Summary
Not seeing files getting archive id for a long time after transfer complteted
Details
{
"clientVersion": {
"ctaVersion": "5.11.9.0-1",
"xrootdSsiProtobufInterfaceVersion": "v1.26"
},
"serverVersion": {
"ctaVersion": "5.11.9.0-1",
"xrootdSsiProtobufInterfaceVersion": "v1.26"
},
"catalogueConnectionString": "postgresql:postgresql://cta:******@ifdb11.fnal.gov:5468/cta_prd?gssencmode=disable",
"catalogueVersion": "15.0",
"isUpgrading": false,
"schedulerBackendName": "cephUser",
"instanceName": "prd"
}
]
Details
This is Fermilab production CTA installation working with dCache as cache layer. We migrated from Enstore to CTA in the beginning of April and it has been running fine. Last week we started to notice frequent dismounts on archive and started to look at the system more vigorously.

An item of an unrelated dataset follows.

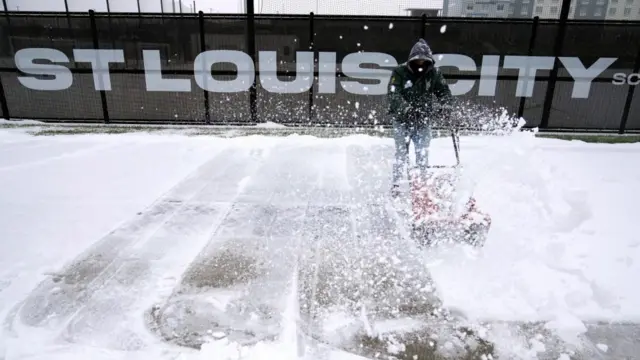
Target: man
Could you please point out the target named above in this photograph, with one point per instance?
(417, 95)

I have noticed in the log:
{
"epoch_time": 1752509471.182319686,
"local_time": "2025-07-14T11:11:11-0500",
"hostname": "tpsrvf2201",
"program": "cta-taped",
"log_level": "INFO",
"pid": 338027,
"tid": 338150,
"message": "File successfully read from disk",
"drive_name": "F1_F4B2D2",
"instance": "prd",
"sched_backend": "cephUser",
"thread": "DiskRead",
"tapeDrive": "F1_F4B2D2",
"tapeVid": "FA9585",
"mountId": "139837",
"vo": "cms",
"tapePool": "cms.OORun2025RAW",
"threadID": 0,
"path": "root://cmsstor807:1095/0000367B58EE527445749619F70D655A7BA8",
"actualURL": "root://cmsstor807:1095/0000367B58EE527445749619F70D655A7BA8?xrdcl.requuid=9146f910-8883-4d20-a4e9-dedad5ea56df",
"fileId": 4526908306,
"readWriteTime": 26.573199,
"checksumingTime": 0.0,
"waitFreeMemoryTime": 0.003905,
"waitDataTime": 0.0,
"waitReportingTime": 0.0,
"checkingErrorTime": 0.00115900000000001,
"openingTime": 0.022237,
"transferTime": 26.602023,
"totalTime": 26.602023,
"dataVolume": 5361627550,
"globalPayloadTransferSpeedMBps": 201.549617109947,
"diskPerformanceMBps": 201.549617109947,
"openRWCloseToTransferTimeRatio": 0.999752387252654
}
which I believe corresponds to a successful archive. However a few hours later this file still has no
archive id:
# cta-admin tf ls -i cms_prd -f 0000367B58EE527445749619F70D655A7BA8
archive id copy no vid fseq block id instance disk fxid size checksum type checksum value storage class owner group creation time
#
I assume this is because files are inserted into CTA DB in batches. So I assume there is file(s) holding the whole batch. Is that correct?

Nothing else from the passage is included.